Proteolytically cleaved MLL subunits are susceptible to distinct degradation pathways

Abstract

The mixed lineage leukemia (MLL) proto-oncogenic protein is a histone-lysine N-methyltransferase that is produced by proteolytic cleavage and self-association of the respective functionally distinct subunits (MLLN and MLLC) to form a holocomplex involved in epigenetic transcriptional regulation. On the basis of studies in Drosophila it has been suggested that the separated subunits might also have distinct functions. In this study, we used a genetically engineered mouse line that lacked MLLC to show that the MLLN–MLLC holocomplex is responsible for MLL functions in various developmental processes.
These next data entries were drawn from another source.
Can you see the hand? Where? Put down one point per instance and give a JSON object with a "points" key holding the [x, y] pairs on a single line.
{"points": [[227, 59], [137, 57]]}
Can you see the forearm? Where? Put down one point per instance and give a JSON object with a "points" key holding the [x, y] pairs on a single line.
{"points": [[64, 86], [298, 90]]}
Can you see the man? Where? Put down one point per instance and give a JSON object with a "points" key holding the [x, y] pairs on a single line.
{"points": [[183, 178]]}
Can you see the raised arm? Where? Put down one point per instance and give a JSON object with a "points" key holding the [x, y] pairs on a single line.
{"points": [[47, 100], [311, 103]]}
The stability of MLLN is dependent on its intramolecular interaction with MLLC, which is mediated through the first and fourth plant homeodomain (PHD) fingers (PHD1 and PHD4) and the phenylalanine/tyrosine-rich (FYRN) domain of MLLN. Free MLLN is destroyed by a mechanism that targets the FYRN domain, whereas free MLLC is exported to the cytoplasm and degraded by the proteasome. PHD1 is encoded by an alternatively spliced exon that is occasionally deleted in T-cell leukemia, and its absence produces an MLL mutant protein that is deficient for holocomplex formation. Therefore, this should be a loss-of-function mutant allele, suggesting that the known tumor suppression role of MLL may also apply to the T-cell lineage. Our data demonstrate that the dissociated MLL subunits are subjected to distinct degradation pathways and thus not likely to have separate functions unless the degradation mechanisms are inhibited.